Anywhere between 2,40,000 and 10,00,000 people took to the streets in Hong Kong, and clashed with police, protesting a proposed law that will allow those facing criminal charges in the former British colony to be extradited to mainland China. The scale of the protests, the largest since Hong Kong ceased to be a British colony in 1997, is staggering.
The hope for retaining the residues of autonomy it carries vis a vis China is more subdued. For, in the year that marks the 30th anniversary of the Tiananmen Square protests, the message from the brutal way in which that movement was crushed remains very much alive.
In the 1980s, a new China had emerged, one which welcomed free trade, where Deng Xiaoping’s “Socialism with Chinese characteristics” had puritan Marxists wondering what was left of socialism. That question was answered, with extreme prejudice, when students and then other sections of society tried to demand democratic reforms to accompany those to the economy. The Communist Party made it clear it was in control, that free markets can thrive without free people, by killing and injuring thousands. The new social contract that was put in place in China in the late 1980s seems to have held.

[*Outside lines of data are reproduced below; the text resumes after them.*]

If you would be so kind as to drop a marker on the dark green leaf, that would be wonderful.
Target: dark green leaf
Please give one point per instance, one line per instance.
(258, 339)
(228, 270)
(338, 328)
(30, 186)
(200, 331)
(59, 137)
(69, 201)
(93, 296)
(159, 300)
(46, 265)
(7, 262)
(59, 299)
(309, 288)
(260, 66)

With China’s superpower status and its technological advancement, the mechanisms of control at the disposal of the state have only become deeper. Since its accession to China, a condition of which was that Hong Kong would maintain its public institutions, including courts, the contradiction of a relatively free and prosperous Hong Kong in the Party-controlled country has remained.
The current protests are heartening since they show denizens will fight to protect their autonomy. But at Tiananmen Square, the writing is still on the wall.